Nginx modules for a memcached page cache cluster

Nginx already has a neat module included with it to proxy requests to a memcached server (memcached_pass). Combine that with the upstream round robin load balancer, you have the beginnings of a memcached page cache cluster for your nginx. However, calling each server sequentially can become quite expensive if the key resides in one of the last servers.

Libmemcached has a a few different ways of turning a bunch of memcached servers into a larger cluster. The easiest method to implement is modulo. With modulo, the key is hashed using say CRC32, divided by the number of memcached servers and the remainder is the ‘index’ in the list of memcached servers that the key will reside in. Now this method is fine for a small cluster; but as the cluster grows adding or losing (or even removing) memcached servers starts to become an expensive process.

Now this isn’t very scalable.
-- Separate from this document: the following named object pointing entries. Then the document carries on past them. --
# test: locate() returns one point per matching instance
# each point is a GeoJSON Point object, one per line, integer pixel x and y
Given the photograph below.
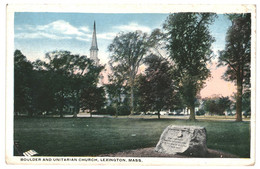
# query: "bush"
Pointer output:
{"type": "Point", "coordinates": [124, 110]}
{"type": "Point", "coordinates": [200, 112]}
{"type": "Point", "coordinates": [110, 110]}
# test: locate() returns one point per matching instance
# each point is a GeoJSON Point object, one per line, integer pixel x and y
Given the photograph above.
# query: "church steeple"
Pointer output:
{"type": "Point", "coordinates": [94, 47]}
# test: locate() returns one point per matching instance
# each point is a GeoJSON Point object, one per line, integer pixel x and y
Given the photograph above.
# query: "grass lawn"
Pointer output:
{"type": "Point", "coordinates": [94, 136]}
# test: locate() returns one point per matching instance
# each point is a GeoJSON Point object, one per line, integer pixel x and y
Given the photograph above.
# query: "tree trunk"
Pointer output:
{"type": "Point", "coordinates": [132, 100]}
{"type": "Point", "coordinates": [239, 99]}
{"type": "Point", "coordinates": [76, 109]}
{"type": "Point", "coordinates": [192, 113]}
{"type": "Point", "coordinates": [159, 114]}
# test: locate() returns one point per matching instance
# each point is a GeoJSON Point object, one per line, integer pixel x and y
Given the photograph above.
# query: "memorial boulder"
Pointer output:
{"type": "Point", "coordinates": [188, 140]}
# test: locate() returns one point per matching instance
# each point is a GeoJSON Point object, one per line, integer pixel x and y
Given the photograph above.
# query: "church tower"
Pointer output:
{"type": "Point", "coordinates": [94, 47]}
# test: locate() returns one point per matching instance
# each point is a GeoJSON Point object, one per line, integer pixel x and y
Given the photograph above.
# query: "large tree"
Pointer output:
{"type": "Point", "coordinates": [237, 56]}
{"type": "Point", "coordinates": [127, 51]}
{"type": "Point", "coordinates": [70, 74]}
{"type": "Point", "coordinates": [156, 87]}
{"type": "Point", "coordinates": [23, 70]}
{"type": "Point", "coordinates": [189, 46]}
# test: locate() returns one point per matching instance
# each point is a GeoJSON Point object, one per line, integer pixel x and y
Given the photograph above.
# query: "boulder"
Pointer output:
{"type": "Point", "coordinates": [188, 140]}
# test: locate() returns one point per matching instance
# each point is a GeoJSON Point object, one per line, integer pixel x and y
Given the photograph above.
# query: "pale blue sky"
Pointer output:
{"type": "Point", "coordinates": [38, 33]}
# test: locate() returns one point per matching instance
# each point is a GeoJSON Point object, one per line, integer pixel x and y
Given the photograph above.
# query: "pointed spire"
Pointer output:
{"type": "Point", "coordinates": [94, 39]}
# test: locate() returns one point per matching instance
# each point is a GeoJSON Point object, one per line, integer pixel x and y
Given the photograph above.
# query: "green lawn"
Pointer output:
{"type": "Point", "coordinates": [94, 136]}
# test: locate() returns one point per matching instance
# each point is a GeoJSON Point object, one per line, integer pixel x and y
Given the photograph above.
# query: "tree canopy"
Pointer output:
{"type": "Point", "coordinates": [237, 56]}
{"type": "Point", "coordinates": [189, 45]}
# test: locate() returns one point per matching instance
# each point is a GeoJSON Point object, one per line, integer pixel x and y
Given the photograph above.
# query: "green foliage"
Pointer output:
{"type": "Point", "coordinates": [95, 136]}
{"type": "Point", "coordinates": [155, 87]}
{"type": "Point", "coordinates": [53, 85]}
{"type": "Point", "coordinates": [23, 73]}
{"type": "Point", "coordinates": [189, 46]}
{"type": "Point", "coordinates": [127, 51]}
{"type": "Point", "coordinates": [92, 98]}
{"type": "Point", "coordinates": [237, 56]}
{"type": "Point", "coordinates": [217, 105]}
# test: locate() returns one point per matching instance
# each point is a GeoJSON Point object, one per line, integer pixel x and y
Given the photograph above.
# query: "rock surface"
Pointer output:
{"type": "Point", "coordinates": [150, 152]}
{"type": "Point", "coordinates": [187, 140]}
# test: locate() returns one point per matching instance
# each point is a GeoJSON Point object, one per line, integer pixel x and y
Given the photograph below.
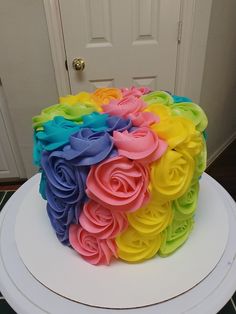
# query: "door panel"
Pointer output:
{"type": "Point", "coordinates": [123, 43]}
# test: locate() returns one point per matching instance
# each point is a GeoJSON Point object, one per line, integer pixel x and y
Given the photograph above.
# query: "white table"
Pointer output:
{"type": "Point", "coordinates": [27, 296]}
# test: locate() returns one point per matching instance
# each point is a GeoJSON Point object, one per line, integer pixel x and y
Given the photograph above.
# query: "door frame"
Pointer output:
{"type": "Point", "coordinates": [192, 34]}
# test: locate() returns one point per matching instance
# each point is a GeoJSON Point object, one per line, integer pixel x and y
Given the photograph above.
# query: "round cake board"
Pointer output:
{"type": "Point", "coordinates": [121, 285]}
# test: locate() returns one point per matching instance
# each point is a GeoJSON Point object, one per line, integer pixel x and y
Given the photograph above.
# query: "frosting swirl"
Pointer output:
{"type": "Point", "coordinates": [65, 191]}
{"type": "Point", "coordinates": [185, 206]}
{"type": "Point", "coordinates": [83, 97]}
{"type": "Point", "coordinates": [101, 221]}
{"type": "Point", "coordinates": [115, 123]}
{"type": "Point", "coordinates": [88, 148]}
{"type": "Point", "coordinates": [125, 107]}
{"type": "Point", "coordinates": [171, 175]}
{"type": "Point", "coordinates": [158, 97]}
{"type": "Point", "coordinates": [192, 112]}
{"type": "Point", "coordinates": [73, 113]}
{"type": "Point", "coordinates": [175, 235]}
{"type": "Point", "coordinates": [178, 99]}
{"type": "Point", "coordinates": [119, 184]}
{"type": "Point", "coordinates": [141, 144]}
{"type": "Point", "coordinates": [103, 96]}
{"type": "Point", "coordinates": [55, 134]}
{"type": "Point", "coordinates": [180, 133]}
{"type": "Point", "coordinates": [94, 250]}
{"type": "Point", "coordinates": [143, 118]}
{"type": "Point", "coordinates": [151, 219]}
{"type": "Point", "coordinates": [133, 247]}
{"type": "Point", "coordinates": [134, 91]}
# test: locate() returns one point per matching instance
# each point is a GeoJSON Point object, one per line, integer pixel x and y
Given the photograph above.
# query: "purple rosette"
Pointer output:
{"type": "Point", "coordinates": [65, 192]}
{"type": "Point", "coordinates": [88, 147]}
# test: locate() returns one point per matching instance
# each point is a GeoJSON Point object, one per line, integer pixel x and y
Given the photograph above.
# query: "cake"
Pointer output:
{"type": "Point", "coordinates": [120, 171]}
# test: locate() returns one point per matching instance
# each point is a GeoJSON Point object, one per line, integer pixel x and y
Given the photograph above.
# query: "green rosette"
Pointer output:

So in steps the Ketama Algorithm. It is a bit more complex but it is able to spread the keys much more evenly across the cluster. Each server is split into a couple hundred ranges of unsigned ints on a ring (continuum) that ranges from 0 to 2^32. This is done by hashing the server address and a suffix and turning the hash into an unsigned int. When servers are added or removed from the cluster, you will no longer lose potentially huge chunks of contiguous keys. To access data in the cluster, the key is then hashed using the same algorithm, converted into an unsigned int and the server with the next largest value is used (or the first server if it’s past the highest point).
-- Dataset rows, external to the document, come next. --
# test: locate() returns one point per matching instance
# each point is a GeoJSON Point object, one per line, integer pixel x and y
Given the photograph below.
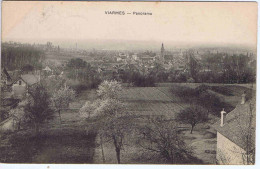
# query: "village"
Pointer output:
{"type": "Point", "coordinates": [56, 100]}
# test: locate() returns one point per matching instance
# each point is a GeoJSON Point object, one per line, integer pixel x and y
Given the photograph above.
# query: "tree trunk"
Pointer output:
{"type": "Point", "coordinates": [101, 144]}
{"type": "Point", "coordinates": [36, 128]}
{"type": "Point", "coordinates": [192, 126]}
{"type": "Point", "coordinates": [60, 118]}
{"type": "Point", "coordinates": [118, 155]}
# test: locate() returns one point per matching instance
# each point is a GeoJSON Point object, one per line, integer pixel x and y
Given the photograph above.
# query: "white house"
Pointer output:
{"type": "Point", "coordinates": [22, 83]}
{"type": "Point", "coordinates": [236, 134]}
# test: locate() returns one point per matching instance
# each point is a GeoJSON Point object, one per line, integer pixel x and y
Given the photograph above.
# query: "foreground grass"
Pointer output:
{"type": "Point", "coordinates": [70, 142]}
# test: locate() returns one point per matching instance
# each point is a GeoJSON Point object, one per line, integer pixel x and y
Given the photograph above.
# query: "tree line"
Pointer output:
{"type": "Point", "coordinates": [15, 57]}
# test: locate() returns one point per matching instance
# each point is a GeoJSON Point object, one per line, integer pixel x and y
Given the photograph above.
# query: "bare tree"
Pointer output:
{"type": "Point", "coordinates": [61, 99]}
{"type": "Point", "coordinates": [38, 109]}
{"type": "Point", "coordinates": [193, 115]}
{"type": "Point", "coordinates": [162, 137]}
{"type": "Point", "coordinates": [113, 115]}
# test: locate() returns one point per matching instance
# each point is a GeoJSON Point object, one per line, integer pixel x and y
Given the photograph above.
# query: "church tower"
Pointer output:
{"type": "Point", "coordinates": [162, 53]}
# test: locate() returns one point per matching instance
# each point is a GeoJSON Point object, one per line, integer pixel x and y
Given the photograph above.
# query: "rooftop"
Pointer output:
{"type": "Point", "coordinates": [239, 124]}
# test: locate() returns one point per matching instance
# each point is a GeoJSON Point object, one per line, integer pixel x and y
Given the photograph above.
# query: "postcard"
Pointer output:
{"type": "Point", "coordinates": [128, 82]}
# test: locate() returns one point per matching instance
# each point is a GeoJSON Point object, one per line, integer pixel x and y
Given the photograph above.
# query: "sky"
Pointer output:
{"type": "Point", "coordinates": [189, 22]}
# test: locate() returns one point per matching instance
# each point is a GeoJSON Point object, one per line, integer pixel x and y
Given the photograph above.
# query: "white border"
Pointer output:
{"type": "Point", "coordinates": [128, 166]}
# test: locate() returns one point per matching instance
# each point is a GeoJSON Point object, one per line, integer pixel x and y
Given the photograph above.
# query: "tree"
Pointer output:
{"type": "Point", "coordinates": [162, 137]}
{"type": "Point", "coordinates": [115, 125]}
{"type": "Point", "coordinates": [61, 99]}
{"type": "Point", "coordinates": [193, 115]}
{"type": "Point", "coordinates": [38, 109]}
{"type": "Point", "coordinates": [114, 117]}
{"type": "Point", "coordinates": [18, 114]}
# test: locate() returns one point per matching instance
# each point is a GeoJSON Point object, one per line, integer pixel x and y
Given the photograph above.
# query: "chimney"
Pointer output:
{"type": "Point", "coordinates": [243, 99]}
{"type": "Point", "coordinates": [223, 115]}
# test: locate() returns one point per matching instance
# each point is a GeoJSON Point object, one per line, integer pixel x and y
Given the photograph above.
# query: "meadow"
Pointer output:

Here’s a graph from the Kai Project (which is a distributed key-value store) showing the reallocation ratio as more nodes are added to the cluster.

I implemented the weighted ketama algorithm found in libmemcached for my upstream module. This allows for a bit more fine tuning of the continuum if needed.

Another issue with using memcached for a page cache for nginx is that keys are limited to 250 bytes. If the page cache is keyed based on the URI, this limit can easily be reached. To combat this, I took the memcached_pass module and added a step that hashes the key using SHA-256. This produces a nice 64 byte key that is the base 16 (hex) representation of the hash.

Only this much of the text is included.